The lecture series, ‘Exploding Mangoes and Other Seasonal Fruits-Readings and Conversations with Mohammad Hanif’, was organised at the Aga Khan University, where Hanif, author of A Case of Exploding Mangoes, was the chief guest. “If you [can only] read and write in Punjabi, you don’t have many job opportunities available and the same is the case with Urdu,” he said. “As a writer I believe one must know more than one language.” Politico-fictions are the only genre that I can write, Hanif admitted to his audience. “I read somewhere that politics is the only real Art, the rest is propaganda,” he added, justifying why he would never move away from the genre.
Hanif narrated how General Ziaul-Haq’s son, Ejazul Haq, told him, “I would have seen how this book would have been written if my father would have been there.” However, Ejaz had not read the book. “But my wife has,” he had told Hanif.
Literary influences Hanif said he was a great fan of Lorrie Moore, an American fiction writer. He also called Manto an inspiration. “If you have read Manto when you were in matric, it would have inspired you for a long time.
The literary influence that I received as a small child was in the company of meirassis [folk singers].”

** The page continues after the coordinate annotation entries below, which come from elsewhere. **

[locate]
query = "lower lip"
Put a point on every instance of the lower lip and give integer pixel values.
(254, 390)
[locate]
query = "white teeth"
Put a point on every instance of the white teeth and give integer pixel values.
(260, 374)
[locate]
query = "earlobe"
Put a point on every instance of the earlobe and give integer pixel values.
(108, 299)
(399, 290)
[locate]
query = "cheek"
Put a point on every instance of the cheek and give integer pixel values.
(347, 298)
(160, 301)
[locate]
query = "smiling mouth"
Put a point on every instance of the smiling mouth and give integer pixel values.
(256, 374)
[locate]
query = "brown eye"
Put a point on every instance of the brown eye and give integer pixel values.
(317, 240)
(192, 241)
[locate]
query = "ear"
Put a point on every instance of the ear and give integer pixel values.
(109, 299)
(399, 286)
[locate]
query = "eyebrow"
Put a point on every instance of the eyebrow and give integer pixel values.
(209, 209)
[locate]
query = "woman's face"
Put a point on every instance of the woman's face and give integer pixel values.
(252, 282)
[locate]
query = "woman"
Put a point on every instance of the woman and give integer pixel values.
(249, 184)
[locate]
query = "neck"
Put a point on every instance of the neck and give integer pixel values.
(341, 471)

Dictator’s Wife Commenting on his work A Dictator’s Wife, an original play, he said; “[I believe] she was a positive character. Ethics apart I thought it would not be fair if we missed out on her.” When asked from the audience if he plans to write a book on General Musharraf, he remarked, “No. Cartoons are better off [in describing him].” Hanif read out some passages from his novel and some of his other writings as well.